Re: megaraid_sas waiting for command and then offline

Joe Malicki <jmalicki@xxxxxxxxxxxxx> · Mon, 11 Dec 2006 22:04:57 -0500

>  I have the same or a similar issue running 2.6.17 SMP x86_64 - the
> megaraid_sas driver hangs waiting for commands and then the filesystem
> unmounts, leaving the machine in an unusable state until there is a hard
> reboot (the machine is responsive but any access, shell or otherwise, is
> impossible without the filesystem). While I do not have much debugging
> information available, this happens to me about once every 6-7 days in
> my pool of seven machines, so I can probably get debugging info. Since
> the disk is offline and I can't get remote console, I don't have any
> details except something similar to Dave Lloyd's post, below.

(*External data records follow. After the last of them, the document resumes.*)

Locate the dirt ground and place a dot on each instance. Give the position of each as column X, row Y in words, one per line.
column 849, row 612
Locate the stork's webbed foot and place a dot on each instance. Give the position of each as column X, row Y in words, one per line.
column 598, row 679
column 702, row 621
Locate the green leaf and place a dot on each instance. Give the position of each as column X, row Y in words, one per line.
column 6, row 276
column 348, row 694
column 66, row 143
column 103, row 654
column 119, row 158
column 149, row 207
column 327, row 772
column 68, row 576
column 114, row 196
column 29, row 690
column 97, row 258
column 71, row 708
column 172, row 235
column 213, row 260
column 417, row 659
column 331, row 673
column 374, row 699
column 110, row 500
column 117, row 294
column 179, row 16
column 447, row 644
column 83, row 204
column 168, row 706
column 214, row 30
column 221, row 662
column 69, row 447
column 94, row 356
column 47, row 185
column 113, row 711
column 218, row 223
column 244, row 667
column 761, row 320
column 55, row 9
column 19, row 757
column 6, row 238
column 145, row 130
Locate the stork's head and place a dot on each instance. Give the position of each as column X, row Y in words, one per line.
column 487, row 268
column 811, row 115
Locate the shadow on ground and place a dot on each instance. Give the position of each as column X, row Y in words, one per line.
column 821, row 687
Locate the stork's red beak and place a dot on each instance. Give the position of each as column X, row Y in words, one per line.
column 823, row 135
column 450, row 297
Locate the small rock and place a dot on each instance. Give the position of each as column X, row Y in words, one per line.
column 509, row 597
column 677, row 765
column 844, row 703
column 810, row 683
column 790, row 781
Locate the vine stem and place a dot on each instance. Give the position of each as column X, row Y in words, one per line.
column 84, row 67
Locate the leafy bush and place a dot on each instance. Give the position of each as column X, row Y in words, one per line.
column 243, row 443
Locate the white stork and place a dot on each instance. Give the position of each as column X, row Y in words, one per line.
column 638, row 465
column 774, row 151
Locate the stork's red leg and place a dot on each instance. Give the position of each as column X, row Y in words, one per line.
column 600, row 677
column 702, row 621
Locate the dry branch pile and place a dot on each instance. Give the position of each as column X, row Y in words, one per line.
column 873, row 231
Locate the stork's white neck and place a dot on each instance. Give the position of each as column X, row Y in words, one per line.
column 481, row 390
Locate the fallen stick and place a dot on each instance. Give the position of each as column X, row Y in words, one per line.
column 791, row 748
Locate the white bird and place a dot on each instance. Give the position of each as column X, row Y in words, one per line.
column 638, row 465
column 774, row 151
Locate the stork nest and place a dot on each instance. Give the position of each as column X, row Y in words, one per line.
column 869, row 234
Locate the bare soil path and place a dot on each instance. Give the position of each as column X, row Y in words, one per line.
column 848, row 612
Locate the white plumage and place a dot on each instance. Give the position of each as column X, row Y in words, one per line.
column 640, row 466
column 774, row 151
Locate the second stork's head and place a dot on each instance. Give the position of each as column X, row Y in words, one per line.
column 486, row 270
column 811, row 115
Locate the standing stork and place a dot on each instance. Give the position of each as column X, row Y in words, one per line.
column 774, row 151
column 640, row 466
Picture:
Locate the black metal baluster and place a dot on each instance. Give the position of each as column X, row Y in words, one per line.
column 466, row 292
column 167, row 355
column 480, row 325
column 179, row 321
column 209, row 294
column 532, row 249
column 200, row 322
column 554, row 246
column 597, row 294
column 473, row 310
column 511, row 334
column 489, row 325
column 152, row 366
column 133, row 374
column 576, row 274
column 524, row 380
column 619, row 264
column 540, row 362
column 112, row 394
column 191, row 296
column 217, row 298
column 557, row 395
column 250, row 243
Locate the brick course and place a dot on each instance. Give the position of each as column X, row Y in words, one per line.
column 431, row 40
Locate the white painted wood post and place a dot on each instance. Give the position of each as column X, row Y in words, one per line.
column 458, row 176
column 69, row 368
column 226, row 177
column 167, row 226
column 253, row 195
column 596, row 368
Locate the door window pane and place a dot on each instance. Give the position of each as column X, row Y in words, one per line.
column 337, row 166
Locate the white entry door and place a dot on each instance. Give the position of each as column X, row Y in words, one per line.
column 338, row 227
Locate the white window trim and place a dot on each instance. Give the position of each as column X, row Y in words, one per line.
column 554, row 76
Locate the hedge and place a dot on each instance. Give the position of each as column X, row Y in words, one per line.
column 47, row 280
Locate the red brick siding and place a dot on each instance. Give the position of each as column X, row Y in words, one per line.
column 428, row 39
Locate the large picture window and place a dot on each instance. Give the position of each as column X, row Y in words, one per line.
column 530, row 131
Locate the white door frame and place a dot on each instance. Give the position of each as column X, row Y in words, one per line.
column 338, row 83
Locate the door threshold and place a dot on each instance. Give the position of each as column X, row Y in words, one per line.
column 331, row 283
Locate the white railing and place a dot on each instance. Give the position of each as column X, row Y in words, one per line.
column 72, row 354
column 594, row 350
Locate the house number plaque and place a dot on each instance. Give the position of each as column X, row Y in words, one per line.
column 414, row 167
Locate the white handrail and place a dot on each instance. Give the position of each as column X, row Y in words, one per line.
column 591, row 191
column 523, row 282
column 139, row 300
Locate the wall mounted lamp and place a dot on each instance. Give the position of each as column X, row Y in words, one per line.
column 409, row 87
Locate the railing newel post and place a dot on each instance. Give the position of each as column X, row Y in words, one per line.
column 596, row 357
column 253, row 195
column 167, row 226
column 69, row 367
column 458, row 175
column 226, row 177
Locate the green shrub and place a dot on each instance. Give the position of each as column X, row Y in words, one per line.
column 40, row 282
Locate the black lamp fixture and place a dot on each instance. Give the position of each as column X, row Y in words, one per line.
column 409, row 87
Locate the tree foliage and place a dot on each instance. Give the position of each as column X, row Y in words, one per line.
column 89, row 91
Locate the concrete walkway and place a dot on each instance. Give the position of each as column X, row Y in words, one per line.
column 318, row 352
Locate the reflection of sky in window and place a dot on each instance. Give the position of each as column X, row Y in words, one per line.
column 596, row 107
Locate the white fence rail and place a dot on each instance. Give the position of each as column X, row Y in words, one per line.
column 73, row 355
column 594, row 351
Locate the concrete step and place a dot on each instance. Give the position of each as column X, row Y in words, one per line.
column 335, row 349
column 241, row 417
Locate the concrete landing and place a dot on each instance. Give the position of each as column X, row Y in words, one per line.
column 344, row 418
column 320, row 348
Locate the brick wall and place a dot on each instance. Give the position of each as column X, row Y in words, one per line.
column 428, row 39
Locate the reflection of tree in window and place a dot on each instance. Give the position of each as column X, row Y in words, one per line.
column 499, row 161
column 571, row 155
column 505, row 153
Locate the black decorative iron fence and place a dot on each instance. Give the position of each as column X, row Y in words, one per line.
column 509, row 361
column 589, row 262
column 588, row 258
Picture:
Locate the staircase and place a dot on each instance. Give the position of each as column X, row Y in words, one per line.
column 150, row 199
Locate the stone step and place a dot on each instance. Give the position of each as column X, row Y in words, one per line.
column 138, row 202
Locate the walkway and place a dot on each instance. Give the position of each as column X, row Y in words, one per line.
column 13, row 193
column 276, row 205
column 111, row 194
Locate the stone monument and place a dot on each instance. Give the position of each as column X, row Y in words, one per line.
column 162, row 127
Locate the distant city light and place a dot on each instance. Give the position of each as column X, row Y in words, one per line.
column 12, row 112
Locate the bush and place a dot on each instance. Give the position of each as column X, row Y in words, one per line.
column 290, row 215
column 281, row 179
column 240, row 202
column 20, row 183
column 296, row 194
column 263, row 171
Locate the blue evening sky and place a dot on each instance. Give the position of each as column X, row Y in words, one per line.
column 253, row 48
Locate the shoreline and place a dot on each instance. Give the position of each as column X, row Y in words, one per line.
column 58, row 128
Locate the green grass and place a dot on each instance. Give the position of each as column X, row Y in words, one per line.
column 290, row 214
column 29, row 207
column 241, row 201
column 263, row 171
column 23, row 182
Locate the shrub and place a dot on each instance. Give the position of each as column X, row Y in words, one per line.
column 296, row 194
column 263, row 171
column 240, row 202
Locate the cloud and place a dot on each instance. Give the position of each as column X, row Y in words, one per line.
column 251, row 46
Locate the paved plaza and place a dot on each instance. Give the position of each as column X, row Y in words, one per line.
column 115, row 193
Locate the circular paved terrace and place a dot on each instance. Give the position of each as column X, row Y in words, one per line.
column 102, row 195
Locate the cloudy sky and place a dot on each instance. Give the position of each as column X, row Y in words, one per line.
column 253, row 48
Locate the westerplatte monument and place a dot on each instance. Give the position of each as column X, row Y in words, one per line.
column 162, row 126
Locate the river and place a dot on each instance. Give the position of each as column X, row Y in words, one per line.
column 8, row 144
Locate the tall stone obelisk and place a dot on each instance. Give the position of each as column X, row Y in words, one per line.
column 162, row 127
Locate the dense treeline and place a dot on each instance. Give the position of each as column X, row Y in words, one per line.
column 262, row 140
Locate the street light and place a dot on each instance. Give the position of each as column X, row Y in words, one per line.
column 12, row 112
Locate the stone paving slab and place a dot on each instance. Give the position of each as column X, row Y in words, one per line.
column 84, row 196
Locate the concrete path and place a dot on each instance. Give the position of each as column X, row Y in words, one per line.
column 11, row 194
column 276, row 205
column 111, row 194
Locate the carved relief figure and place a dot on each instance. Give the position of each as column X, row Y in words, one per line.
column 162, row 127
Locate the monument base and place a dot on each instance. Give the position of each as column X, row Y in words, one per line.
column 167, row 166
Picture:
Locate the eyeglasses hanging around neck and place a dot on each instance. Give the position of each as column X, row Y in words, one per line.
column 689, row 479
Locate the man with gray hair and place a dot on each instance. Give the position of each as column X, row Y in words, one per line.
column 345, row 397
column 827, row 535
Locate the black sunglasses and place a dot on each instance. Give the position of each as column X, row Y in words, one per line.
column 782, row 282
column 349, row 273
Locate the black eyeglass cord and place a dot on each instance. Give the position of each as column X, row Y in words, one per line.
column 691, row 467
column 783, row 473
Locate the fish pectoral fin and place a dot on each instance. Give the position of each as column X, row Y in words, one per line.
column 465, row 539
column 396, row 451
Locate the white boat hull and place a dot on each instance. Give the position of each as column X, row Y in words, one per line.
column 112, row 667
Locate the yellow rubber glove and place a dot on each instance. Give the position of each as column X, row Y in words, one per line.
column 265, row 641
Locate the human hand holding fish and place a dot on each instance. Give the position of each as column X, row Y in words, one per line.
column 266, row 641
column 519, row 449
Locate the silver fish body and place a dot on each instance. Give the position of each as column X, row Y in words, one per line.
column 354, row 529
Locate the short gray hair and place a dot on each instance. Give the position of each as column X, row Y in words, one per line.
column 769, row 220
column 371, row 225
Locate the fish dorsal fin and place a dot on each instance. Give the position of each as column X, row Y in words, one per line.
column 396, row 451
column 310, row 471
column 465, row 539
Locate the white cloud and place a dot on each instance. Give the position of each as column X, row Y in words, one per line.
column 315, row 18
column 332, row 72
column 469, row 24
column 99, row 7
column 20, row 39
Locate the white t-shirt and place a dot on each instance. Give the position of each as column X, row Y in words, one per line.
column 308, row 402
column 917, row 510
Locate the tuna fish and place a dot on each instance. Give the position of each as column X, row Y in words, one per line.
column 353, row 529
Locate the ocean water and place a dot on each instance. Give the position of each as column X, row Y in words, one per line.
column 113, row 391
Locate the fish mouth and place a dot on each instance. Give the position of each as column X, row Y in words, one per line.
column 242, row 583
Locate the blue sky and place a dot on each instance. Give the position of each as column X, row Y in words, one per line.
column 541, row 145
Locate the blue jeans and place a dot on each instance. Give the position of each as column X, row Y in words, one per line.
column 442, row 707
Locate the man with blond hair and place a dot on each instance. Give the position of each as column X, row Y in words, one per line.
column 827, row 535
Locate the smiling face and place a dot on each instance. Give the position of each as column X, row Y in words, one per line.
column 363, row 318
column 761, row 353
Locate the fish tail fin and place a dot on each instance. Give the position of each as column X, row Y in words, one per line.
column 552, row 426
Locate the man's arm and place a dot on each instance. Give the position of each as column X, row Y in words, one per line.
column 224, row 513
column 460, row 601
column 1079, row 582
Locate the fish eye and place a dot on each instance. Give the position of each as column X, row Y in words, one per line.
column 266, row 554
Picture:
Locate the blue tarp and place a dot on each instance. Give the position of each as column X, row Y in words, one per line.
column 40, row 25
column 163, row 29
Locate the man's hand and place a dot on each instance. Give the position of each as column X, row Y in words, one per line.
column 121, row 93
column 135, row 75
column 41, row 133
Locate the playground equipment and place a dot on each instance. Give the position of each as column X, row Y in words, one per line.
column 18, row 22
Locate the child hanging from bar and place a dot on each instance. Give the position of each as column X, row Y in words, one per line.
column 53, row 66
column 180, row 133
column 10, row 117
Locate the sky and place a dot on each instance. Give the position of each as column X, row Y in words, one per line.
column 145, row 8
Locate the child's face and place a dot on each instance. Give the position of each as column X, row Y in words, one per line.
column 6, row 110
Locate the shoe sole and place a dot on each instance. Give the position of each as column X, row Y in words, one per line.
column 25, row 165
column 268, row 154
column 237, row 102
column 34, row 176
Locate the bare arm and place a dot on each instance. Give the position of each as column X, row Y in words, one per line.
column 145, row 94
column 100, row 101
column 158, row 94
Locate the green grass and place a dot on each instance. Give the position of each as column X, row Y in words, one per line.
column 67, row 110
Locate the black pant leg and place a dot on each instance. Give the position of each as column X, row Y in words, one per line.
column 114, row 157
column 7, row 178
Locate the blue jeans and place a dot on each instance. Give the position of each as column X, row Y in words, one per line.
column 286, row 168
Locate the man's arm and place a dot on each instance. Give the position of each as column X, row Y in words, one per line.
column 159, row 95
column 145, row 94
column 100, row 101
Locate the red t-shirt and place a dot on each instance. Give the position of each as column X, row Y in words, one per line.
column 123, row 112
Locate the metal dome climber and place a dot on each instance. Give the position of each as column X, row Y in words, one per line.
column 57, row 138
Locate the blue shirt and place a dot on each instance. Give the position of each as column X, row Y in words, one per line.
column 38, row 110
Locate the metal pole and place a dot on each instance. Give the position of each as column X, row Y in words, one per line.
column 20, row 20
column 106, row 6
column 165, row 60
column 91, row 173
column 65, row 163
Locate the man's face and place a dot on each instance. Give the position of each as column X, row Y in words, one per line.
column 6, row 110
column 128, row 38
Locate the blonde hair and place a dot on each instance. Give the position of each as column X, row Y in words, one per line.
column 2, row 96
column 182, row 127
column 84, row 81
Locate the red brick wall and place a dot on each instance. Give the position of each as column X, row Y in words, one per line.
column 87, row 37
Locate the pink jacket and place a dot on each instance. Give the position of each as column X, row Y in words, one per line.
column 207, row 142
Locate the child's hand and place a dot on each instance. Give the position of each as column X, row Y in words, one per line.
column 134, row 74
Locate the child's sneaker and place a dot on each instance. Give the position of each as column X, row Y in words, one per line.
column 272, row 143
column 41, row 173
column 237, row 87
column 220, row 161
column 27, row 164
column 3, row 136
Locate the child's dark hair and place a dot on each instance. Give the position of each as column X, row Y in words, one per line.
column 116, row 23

Brett, is this still happening to you?  We're seeing this very
sporadically, but it does concern us.  We've seen driver updates in
2.6.19 (v00.00.03.05) and a new Dell PERC 5/i firmware:

Package Version - 5.0.2-0003
Firmware Version - 1.00.01-0157
SASBIOS Version - MT23
Ctrl-R Version - 1.02-007
MPT Version - 00.06.71.00-IT

and haven't been able to reproduce it, but we can't find a test case to
reliably reproduce the problem to know that anything was fixed (out of
31 identically configured Dell 2950's with the PERC 5/i RAID controller
(configured with 6 300MB SAS drives in a RAID 5, most (all?) of them
Maxtor Atlas 10k, not hot spare).  Our 2950s do have 16GB of RAM each,
so the firmware update (which mentions that it fixes DMA beyond 8GB)
sounds promising, but I would think that if that was the problem we were
experiencing, we would reproduce this much more often?  We are certainly
using the RAM for cache and memory, it's not like we've never touched
beyond 8GB.

Does anyone have a test case to reproduce this problem reliably, or a
detailed description of what actually happens (on low levels) when this
problem occurs that can help to make a test?  We are more interested in
making this reproducible now than in finding a workaround... if anyone
has any tips on how to make this *more* likely to happen we'd like to
know (so far, I know to try to use XFS and enable ReadAhead).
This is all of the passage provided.